Other than the Scott-Heron specials, Nas is by far the most prolific and established artist I've highlighted on this blog. His resume spans some 17 years and includes nine studio albums, three compilation albums, countless notable guest appearances, and nine Grammy nominations. He is considered by most to be one of hip hop's most influential artists, providing inspiration for many emcees that have followed. For a more complete view of Nas' career and accomplishments, have a look here.
So this month will be a little different. Instead of interview or performance videos, I will spend this month musing upon some of my favorite Nas tracks in the hopes of illuminating elements that interest me and/or finding things I may not have noticed before. This cat has quite an extensive catalog, so we'll most certainly not be at a loss for material. And we'll begin with this:
"Nas Is Like" from I Am...
By far, this is my absolute favorite Nas track.

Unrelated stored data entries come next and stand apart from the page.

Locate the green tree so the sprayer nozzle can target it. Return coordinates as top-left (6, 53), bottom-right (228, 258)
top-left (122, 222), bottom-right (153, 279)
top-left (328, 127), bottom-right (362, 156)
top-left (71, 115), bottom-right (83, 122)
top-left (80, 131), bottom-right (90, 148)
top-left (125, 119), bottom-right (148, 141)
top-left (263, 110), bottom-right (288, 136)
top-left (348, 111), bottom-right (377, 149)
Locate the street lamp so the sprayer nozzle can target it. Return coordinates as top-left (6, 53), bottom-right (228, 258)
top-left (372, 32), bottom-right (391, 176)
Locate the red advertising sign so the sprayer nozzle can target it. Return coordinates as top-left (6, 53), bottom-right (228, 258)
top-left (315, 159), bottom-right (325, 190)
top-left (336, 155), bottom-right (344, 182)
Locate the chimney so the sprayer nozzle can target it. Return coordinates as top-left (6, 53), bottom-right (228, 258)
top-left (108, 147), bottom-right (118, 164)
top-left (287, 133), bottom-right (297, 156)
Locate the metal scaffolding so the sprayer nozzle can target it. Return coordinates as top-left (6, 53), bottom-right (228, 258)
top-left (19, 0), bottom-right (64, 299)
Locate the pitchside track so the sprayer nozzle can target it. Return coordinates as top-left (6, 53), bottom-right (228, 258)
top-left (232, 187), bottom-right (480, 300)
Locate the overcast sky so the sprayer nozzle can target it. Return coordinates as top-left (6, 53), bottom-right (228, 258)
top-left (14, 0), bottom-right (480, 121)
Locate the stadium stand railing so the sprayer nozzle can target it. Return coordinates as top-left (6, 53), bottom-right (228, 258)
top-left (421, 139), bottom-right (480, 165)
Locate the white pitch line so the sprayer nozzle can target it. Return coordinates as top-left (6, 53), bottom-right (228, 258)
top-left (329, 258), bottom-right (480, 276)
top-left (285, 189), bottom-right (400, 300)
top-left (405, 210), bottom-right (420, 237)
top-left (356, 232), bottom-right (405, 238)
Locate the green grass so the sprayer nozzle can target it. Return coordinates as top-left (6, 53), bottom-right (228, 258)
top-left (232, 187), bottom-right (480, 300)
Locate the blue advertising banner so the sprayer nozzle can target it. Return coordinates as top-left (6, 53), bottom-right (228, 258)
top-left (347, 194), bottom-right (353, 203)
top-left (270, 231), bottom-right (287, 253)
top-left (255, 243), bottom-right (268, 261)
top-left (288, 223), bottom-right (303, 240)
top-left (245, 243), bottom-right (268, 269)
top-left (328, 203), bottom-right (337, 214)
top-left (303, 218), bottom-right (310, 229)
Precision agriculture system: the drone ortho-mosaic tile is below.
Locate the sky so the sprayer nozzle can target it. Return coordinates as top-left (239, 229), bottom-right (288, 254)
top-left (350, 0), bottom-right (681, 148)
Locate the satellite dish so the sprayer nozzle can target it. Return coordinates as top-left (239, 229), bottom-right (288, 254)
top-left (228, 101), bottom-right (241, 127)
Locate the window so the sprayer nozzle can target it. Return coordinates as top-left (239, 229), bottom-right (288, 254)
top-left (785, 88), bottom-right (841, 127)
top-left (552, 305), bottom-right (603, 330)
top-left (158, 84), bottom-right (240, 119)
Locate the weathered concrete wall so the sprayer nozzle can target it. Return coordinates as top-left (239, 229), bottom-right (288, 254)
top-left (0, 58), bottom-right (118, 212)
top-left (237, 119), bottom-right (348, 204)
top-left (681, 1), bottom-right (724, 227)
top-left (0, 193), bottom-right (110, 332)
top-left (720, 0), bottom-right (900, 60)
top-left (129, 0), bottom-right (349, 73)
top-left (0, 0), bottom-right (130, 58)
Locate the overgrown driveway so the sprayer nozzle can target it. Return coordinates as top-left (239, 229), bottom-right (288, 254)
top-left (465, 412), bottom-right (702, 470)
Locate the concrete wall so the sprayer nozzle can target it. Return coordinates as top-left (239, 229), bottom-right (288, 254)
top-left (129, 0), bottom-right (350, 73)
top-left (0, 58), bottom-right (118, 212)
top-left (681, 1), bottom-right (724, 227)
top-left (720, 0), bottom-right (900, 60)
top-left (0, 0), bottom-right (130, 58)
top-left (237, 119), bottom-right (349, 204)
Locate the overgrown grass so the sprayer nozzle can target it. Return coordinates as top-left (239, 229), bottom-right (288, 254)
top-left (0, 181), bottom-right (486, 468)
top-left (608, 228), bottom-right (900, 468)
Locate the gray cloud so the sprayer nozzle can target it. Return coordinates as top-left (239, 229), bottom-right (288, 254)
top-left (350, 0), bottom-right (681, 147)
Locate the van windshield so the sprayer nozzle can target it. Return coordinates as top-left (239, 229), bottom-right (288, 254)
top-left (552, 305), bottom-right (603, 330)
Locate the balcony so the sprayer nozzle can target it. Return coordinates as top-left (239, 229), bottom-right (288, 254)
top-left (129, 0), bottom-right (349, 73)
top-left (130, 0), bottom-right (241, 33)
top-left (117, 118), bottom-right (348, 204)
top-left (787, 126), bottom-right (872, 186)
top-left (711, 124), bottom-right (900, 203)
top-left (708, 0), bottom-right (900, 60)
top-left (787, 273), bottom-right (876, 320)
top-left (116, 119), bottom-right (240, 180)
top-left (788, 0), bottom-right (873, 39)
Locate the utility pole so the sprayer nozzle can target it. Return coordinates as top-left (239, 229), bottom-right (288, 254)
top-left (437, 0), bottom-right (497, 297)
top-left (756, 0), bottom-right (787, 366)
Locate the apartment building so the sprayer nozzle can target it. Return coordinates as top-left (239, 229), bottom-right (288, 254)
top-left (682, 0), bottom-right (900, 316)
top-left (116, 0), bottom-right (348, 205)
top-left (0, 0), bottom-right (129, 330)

Nas' strength lies in his immense lyrical and textual prowess. To be honest, he's never really performed with much vocal variety; you'll always get that dependable hint of raspiness and a range of only a few notes. Unlike emcees such as Chubb Rock, Tupac, or Cee Lo (That's right! Cee Lo can rap!) Nas has never really played the full potential of his voice. Rather, he transports listeners with his mastery of poetic expression, navigating text with as much effort as removing his hat. He is particularly adept at phrasing each thought of the verse. He's keenly aware of which thoughts are best strung together for optimal effect, which need to be separate so as not to cause confusion, and the overall trajectory of the verse.
For example, he says this at the beginning of the track:
Freedom or jail, clips inserted, a baby's being born/
Same time my man is murdered, the beginning and end/
As far as rap go it's only natural I explain/
My plateau and also what defines my name.
Listen carefully and you'll hear that he really drives through the first two lines here with very little indication of where the separate ideas begin and end. I feel that Nas is establishing not so much a set of individual thoughts in the first two lines, but rather a landscape of imagery that will build the foundational sense of the record. Hence, the highlighted bit of the two lines becomes "...the beginning and end"; a thesis for the rest of the piece.
In the second two lines, Nas plays a bit more with differentiating thoughts (for the sake of playing the rhyme pattern) even though this is really all one sentence. He starts by playing up "rap go" and "natural", setting them apart from "explain". Then he repeats the pattern with "plateau" and "also", once again making a pivot on "my name" to match the feel of the previous line. And with the syllabic emphasis and variety present in these two lines, it's almost as if he's creating a stylistic antithesis to the previous two; first many thoughts become one then one thought becomes many. It's a brilliant way to begin a verse.
Have a listen to the track. I hope you enjoy!